Segundo o apurado, aos 20 de maio de 2014, por volta das 17h00min, a Av. Satélite, próximo ao nº 267, nesta Capital, E.A.S.G., proprietária da empresa 'E.A.F. DA SILVA PET SHOP ME', realizava compras em um supermercado quando notou o sumiço de seus talões bancários, incluindo a folha de cheque nº AA-000452, do interior de sua bolsa (B.O. nº 622709⁄2014).
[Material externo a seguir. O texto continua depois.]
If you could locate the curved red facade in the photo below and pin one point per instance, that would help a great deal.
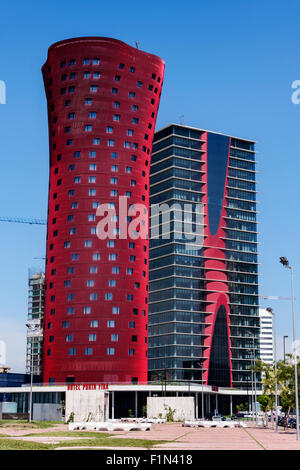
(103, 98)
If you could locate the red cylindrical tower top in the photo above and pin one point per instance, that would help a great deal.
(103, 98)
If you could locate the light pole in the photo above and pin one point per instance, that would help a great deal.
(270, 310)
(252, 388)
(284, 338)
(285, 263)
(254, 372)
(33, 328)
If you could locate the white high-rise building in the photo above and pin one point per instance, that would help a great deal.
(266, 336)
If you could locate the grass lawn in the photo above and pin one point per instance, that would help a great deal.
(93, 439)
(24, 424)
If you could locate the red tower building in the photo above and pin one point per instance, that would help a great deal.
(103, 98)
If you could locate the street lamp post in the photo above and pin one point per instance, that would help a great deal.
(254, 373)
(284, 338)
(285, 263)
(270, 310)
(33, 329)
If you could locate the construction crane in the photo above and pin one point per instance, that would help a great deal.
(22, 220)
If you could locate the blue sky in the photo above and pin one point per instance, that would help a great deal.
(229, 68)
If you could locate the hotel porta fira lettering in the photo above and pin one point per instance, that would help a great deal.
(87, 387)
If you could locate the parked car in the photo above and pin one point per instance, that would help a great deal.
(238, 416)
(215, 417)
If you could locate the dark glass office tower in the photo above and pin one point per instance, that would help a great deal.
(203, 301)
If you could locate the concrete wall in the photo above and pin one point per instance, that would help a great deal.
(47, 412)
(87, 405)
(184, 407)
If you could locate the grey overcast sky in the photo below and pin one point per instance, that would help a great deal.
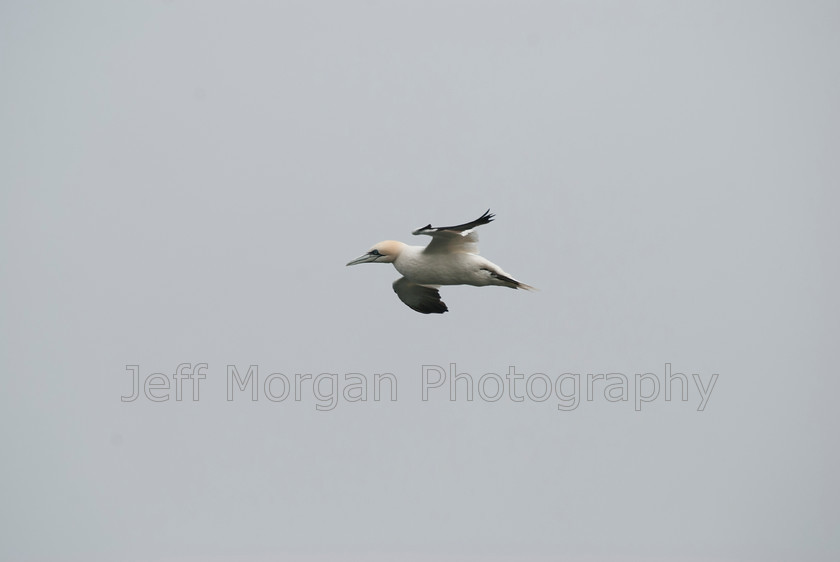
(183, 182)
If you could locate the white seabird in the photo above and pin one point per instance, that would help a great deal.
(451, 258)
Ainda, aos 7 de fevereiro de 2015, por volta das 22h30min, no bairro Guaianazes, quatro homens não identificados subtraíram, mediante grave ameaça exercida com arma de fogo, o veículo GM⁄Captiva, placas EML-50'70, além de diversos objetos que se encontravam em seu interior, incluindo a folha de cheque nº AA-000037, de I.A.S. M
MARISTELA, ciente de que se tratava de produto de crime, recebeu as mencionadas cártulas, que foram achadas interior de sua bolsa, aos 14⁄5⁄15, durante abordagem policial veículo por ela ocupado.
Como se vê, a denúncia ofertada imputou, de forma clara, fato previsto no CP, art. 180, caput , o que bastava ao recebimento, havendo indevida análise de mérito em fase inoportuna,
Por enquanto, vigora o princípio do in dúbio pro societate , salientando-se que a rejeição da denúncia é medida excepcional, que somente se justifica quando a ausência de justa causa for manifesta e reconhecível prima facie , o que não é o caso.
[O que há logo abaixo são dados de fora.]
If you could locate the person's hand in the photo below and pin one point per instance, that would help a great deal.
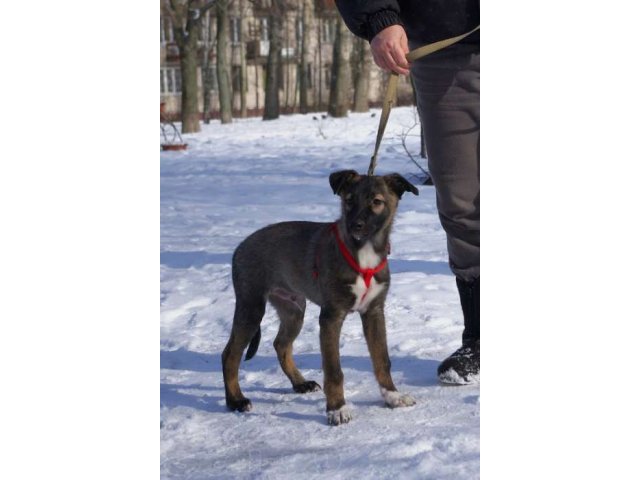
(389, 48)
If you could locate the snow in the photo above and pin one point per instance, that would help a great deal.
(231, 181)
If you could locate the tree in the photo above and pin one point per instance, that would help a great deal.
(244, 81)
(305, 37)
(208, 77)
(362, 71)
(274, 61)
(338, 95)
(186, 17)
(225, 94)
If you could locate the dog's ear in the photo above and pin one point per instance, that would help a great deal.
(398, 184)
(342, 179)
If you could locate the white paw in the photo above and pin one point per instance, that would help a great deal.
(337, 417)
(396, 399)
(453, 378)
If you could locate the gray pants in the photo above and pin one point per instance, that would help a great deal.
(447, 86)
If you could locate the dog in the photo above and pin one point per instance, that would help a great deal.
(340, 266)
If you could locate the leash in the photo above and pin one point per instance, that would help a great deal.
(392, 87)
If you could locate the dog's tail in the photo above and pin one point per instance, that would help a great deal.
(253, 346)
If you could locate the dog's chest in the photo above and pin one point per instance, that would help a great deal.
(367, 258)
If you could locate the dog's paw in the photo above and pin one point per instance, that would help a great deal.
(306, 387)
(340, 416)
(243, 405)
(396, 399)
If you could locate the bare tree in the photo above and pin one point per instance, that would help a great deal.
(339, 93)
(362, 72)
(274, 61)
(305, 38)
(186, 17)
(208, 77)
(225, 94)
(244, 81)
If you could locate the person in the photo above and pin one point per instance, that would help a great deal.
(447, 85)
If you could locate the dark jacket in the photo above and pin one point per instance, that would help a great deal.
(425, 21)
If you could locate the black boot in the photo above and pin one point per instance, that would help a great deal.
(463, 366)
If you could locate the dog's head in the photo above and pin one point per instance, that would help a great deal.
(368, 202)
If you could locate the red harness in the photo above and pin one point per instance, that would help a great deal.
(366, 273)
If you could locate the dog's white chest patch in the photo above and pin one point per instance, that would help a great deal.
(367, 258)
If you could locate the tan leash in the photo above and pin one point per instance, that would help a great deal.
(392, 87)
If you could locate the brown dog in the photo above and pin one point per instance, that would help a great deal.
(341, 266)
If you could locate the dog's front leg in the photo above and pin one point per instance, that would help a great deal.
(373, 324)
(330, 325)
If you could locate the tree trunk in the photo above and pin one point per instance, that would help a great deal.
(362, 71)
(189, 73)
(206, 71)
(244, 81)
(338, 95)
(222, 62)
(303, 79)
(271, 96)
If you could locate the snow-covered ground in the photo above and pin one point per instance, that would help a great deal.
(234, 179)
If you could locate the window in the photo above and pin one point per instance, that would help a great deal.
(170, 81)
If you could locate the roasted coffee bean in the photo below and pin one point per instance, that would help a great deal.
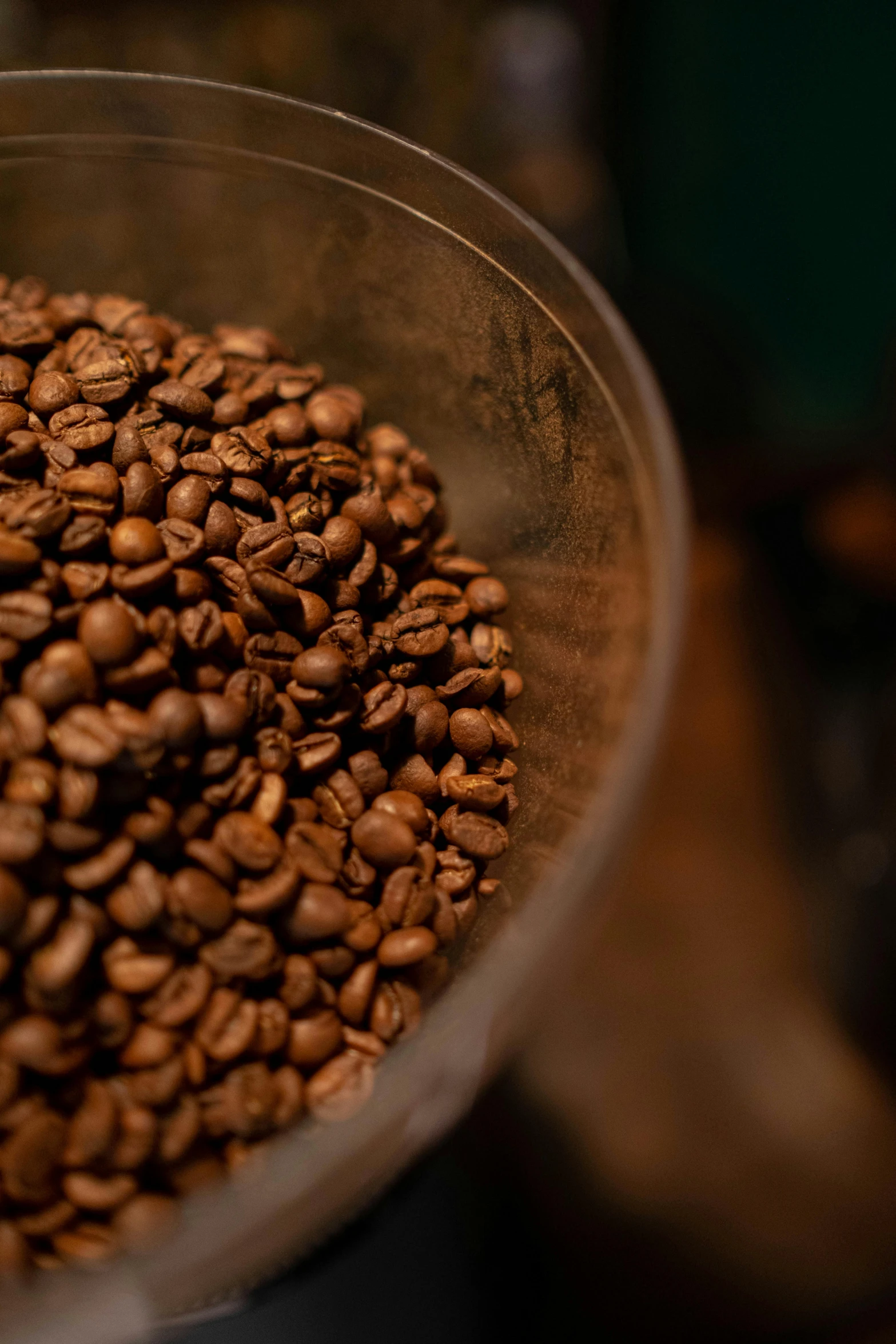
(277, 534)
(182, 400)
(21, 832)
(199, 897)
(178, 717)
(108, 632)
(244, 951)
(340, 1088)
(25, 616)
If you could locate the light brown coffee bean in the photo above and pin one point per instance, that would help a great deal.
(339, 1089)
(313, 1037)
(91, 1128)
(199, 897)
(144, 1220)
(30, 1156)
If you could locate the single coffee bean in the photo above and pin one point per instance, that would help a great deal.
(178, 717)
(487, 596)
(313, 1037)
(189, 499)
(51, 392)
(182, 400)
(25, 616)
(339, 1089)
(199, 897)
(108, 632)
(21, 832)
(252, 843)
(136, 540)
(244, 951)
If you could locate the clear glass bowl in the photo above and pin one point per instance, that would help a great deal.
(469, 325)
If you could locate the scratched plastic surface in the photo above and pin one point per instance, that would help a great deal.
(473, 329)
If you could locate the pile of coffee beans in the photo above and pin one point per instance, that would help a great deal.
(253, 755)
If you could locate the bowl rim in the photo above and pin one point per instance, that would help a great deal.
(602, 830)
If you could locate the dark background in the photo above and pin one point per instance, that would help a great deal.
(700, 1139)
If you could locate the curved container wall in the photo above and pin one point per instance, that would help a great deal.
(467, 324)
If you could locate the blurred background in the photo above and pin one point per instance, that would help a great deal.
(699, 1140)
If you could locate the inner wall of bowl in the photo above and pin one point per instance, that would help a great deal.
(443, 342)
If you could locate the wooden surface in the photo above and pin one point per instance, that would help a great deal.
(694, 1059)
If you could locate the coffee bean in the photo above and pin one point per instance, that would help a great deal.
(178, 717)
(245, 949)
(25, 616)
(300, 590)
(108, 632)
(471, 733)
(21, 832)
(182, 400)
(249, 842)
(313, 1037)
(487, 596)
(136, 540)
(340, 1088)
(201, 898)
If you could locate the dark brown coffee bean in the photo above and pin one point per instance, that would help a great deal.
(405, 805)
(51, 392)
(82, 536)
(416, 776)
(25, 616)
(201, 898)
(21, 832)
(383, 839)
(81, 428)
(182, 400)
(471, 733)
(222, 532)
(245, 949)
(405, 947)
(11, 419)
(108, 632)
(183, 540)
(15, 377)
(270, 586)
(487, 596)
(13, 902)
(320, 912)
(201, 627)
(305, 512)
(249, 842)
(272, 655)
(141, 495)
(102, 867)
(85, 737)
(23, 727)
(368, 773)
(383, 707)
(21, 452)
(313, 1038)
(189, 499)
(29, 1159)
(317, 751)
(476, 834)
(336, 412)
(178, 717)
Diante do exposto, dá-se provimento ao recurso ministerial, para receber a denúncia, determinando-se o retorno à Origem para regular prosseguimento."
No presente mandamus, o impetrante alega que a conduta é atípica, uma vez que as folhas de cheque recebidas pela acusada, por não possuírem valor econômico, não podem ser consideradas objeto material do delito de receptação.
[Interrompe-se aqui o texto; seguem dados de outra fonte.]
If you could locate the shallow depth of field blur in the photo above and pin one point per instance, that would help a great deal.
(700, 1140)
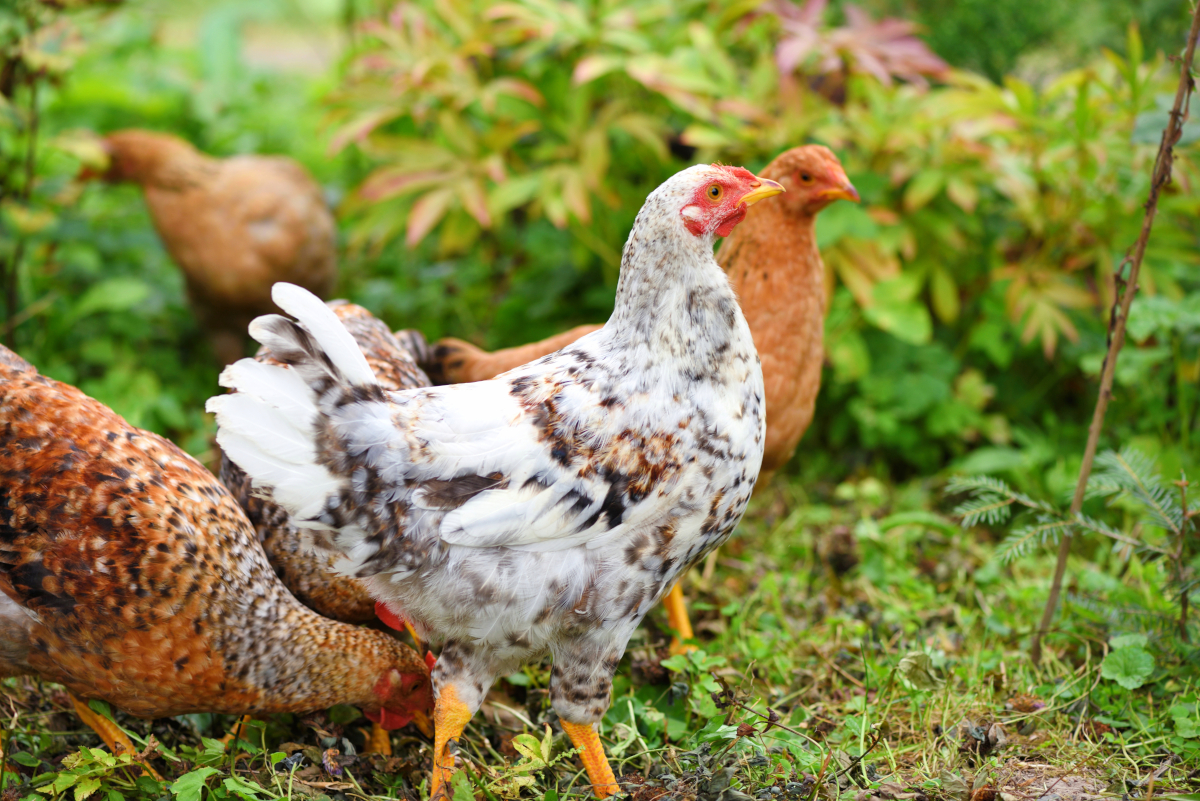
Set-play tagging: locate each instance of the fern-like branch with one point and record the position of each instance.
(1021, 542)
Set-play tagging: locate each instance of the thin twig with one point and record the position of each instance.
(1128, 288)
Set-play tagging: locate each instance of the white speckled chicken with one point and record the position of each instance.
(546, 510)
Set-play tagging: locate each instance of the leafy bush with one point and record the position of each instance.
(967, 293)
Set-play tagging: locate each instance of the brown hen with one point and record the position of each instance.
(234, 227)
(129, 574)
(775, 269)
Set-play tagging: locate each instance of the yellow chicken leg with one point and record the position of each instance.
(585, 738)
(109, 733)
(450, 717)
(677, 616)
(417, 638)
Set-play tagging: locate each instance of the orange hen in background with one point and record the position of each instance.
(234, 227)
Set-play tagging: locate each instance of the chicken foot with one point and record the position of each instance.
(678, 620)
(585, 738)
(112, 734)
(450, 717)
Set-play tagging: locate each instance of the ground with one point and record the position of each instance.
(856, 644)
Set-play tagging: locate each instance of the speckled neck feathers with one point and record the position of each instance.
(675, 307)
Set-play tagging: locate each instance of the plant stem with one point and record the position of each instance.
(1181, 558)
(1161, 176)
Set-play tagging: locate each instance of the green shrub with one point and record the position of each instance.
(513, 144)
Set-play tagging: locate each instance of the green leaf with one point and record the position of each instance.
(244, 787)
(678, 663)
(112, 295)
(528, 747)
(87, 786)
(461, 786)
(1129, 667)
(894, 311)
(189, 786)
(1187, 728)
(1128, 640)
(923, 188)
(63, 781)
(917, 669)
(343, 714)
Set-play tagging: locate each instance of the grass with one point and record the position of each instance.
(855, 643)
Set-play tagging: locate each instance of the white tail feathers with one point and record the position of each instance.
(324, 326)
(267, 427)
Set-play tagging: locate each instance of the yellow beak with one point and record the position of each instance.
(424, 723)
(766, 188)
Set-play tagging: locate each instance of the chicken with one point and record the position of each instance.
(311, 578)
(775, 269)
(233, 226)
(547, 510)
(129, 574)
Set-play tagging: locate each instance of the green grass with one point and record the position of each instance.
(886, 642)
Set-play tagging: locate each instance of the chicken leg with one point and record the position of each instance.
(112, 734)
(450, 717)
(585, 738)
(677, 616)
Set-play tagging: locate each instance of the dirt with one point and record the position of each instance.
(1037, 782)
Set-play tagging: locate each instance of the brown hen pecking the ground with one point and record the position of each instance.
(775, 269)
(129, 574)
(234, 227)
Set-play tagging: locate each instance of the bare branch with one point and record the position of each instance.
(1127, 289)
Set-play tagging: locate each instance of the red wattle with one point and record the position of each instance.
(388, 718)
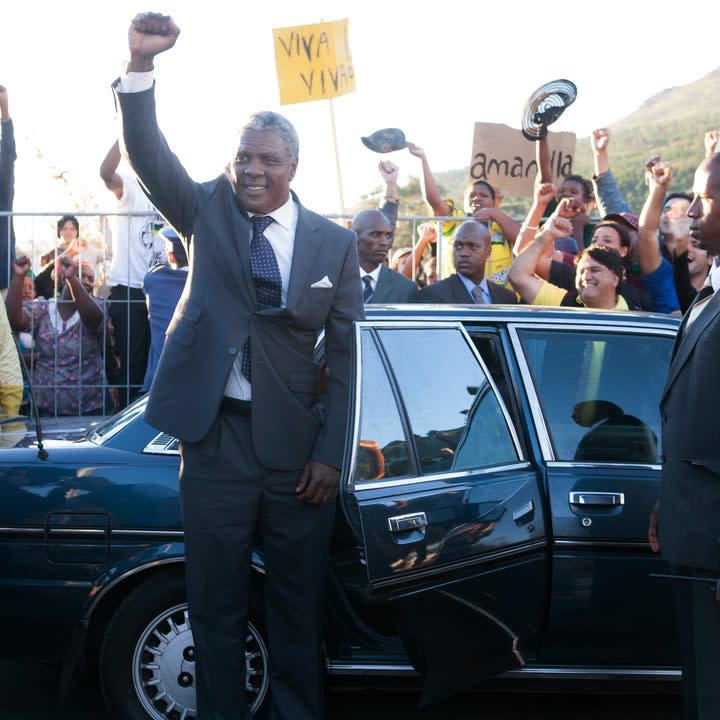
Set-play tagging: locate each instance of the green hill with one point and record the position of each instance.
(671, 124)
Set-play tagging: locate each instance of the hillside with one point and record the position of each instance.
(671, 124)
Colaciona julgados desta Corte Superior para sustentar sua tese.
Requer, liminarmente, a suspensão da ação penal até o julgamento deste writ. No mérito, pugna pelo trancamento da ação penal por atipicidade da conduta.
Indeferida a liminar (fls. 54⁄56) e prestadas informações (fls. 62⁄71), opina o Ministério Público Federal pela denegação da ordem (fls. 73⁄79).
É o relatório.
A súplica não encontra guarida, porquanto o acórdão atacado encontra-se em consonância com o entendimento majoritário desta Corte, pacificado na Terceira Seção, no sentido de que folhas de cheque, produto de crime, têm valor econômico, estando, portanto, caracterizado, em tese, o delito de receptação.
Confira-se o julgado:
CONFLITO NEGATIVO DE COMPETÊNCIA. JUSTIÇA FEDERAL. JUSTIÇA ESTADUAL. RECEPTAÇÃO. TALONÁRIO DE CHEQUES. VALOR ECONÔMICO. EXISTÊNCIA. POSTERIOR UTILIZAÇÃO FRAUDULENTA. VULNERABILIDADE DA VÍTIMA. PREJUÍZO AO TITULAR DO TALONÁRIO E BANCO DE NATUREZA PRIVADA. COMPETÊNCIA DA JUSTIÇA ESTADUAL.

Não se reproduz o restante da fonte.